Страдание — неделимо, способное привести к очищению или к одичанию с озлоблением.
По телевизору показывают: косматое облако с темным обводом заваливается за гору Хермон, провисая под тяжестью градин. Снег опадает в Галилее, завороженный притяжением к земле, кружит пышными, приметными хлопьями, из которых хочется свить нити, соткать ткани, пошить свадебные наряды. Там, в Галилее, туманы обвисают до крыш, градины скачут по черепице, стынет вода под льдистой коркой, стекленеют лепестки роз, седеют травы под утро в точечном бисере, роспись узорчатая на стеклах машин, — воспоминания осаждают комнату, в которой не схорониться, не заблудиться без возврата во снах.
Окликнет старец в дверях синагоги: «Мужчина, тебе плохо». Ответит: «Мне хорошо». — «Подойди. Прими слово». Ответит: «Я знаю все слова». — «Моего ты не знаешь». Ответит: «Я не верю в твое слово». — «Я верю. Этого достаточно».
2
Дедушка с внучкой завтракают на кухне: ей молоко с кукурузными хлопьями, ему бутерброд с сыром.

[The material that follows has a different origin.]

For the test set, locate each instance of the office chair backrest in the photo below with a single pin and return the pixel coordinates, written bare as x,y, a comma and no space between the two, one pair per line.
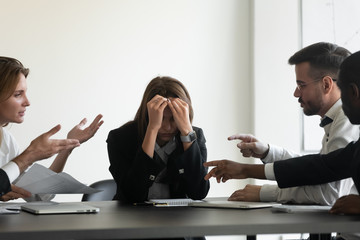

Ящерка повисает без движения на оконном стекле. Суматошится муравей, озабоченный пропитанием огромной семьи, заползает на чашку со сколом, обжигая лапки, Ая его укоряет:
— Зачем тебе кофе? Такому маленькому?..
После завтрака приходит Ото-то, и они принимаются за дело. Выкинуть из дома излишнее, отобрать вещи, которым нет места в подступающем дне, — неотложная их забота. Мама Кира и папа Додик гуляют по Мальте, помешать не в состоянии, Ая и Ото-то бегают по квартире, выискивают, несут к дедушке на окончательное решение.
— Тапочки?
— Оставить.
— Они же драные!
— Выкинуть.
— Шапка?
— Чья?
— Ничья!
— Выкинуть.
— Коврик?
— Чей?
— Твой!
— Оставить.
— Горшок с кактусом?
— Отнести на балкон.
— Там и так много!
— Отдать Ото-то.
— Вазочку с трещиной?
— Ему же.
Ото-то берет с удовольствием, утаскивает к себе, усердием переполнен: чем больше вещей в доме, тем легче что-то найти.
Ая сомневается:
— Нам не нагорит?
— Они не заметят, — обещает Финкель, ибо вещей в доме немало, а мама Кира подбавляет и подбавляет после каждого путешествия. Шкафы пучит от одежды, статуэтки теснятся на полках, картинки покрывают стены туалета, забавные фигурки на магнитах облепляют дверь холодильника — Финкелю тесно посреди чрезмерного обилия, к новым вещам долгое у него привыкание, но папа Додик не перечит, и мама старается вовсю.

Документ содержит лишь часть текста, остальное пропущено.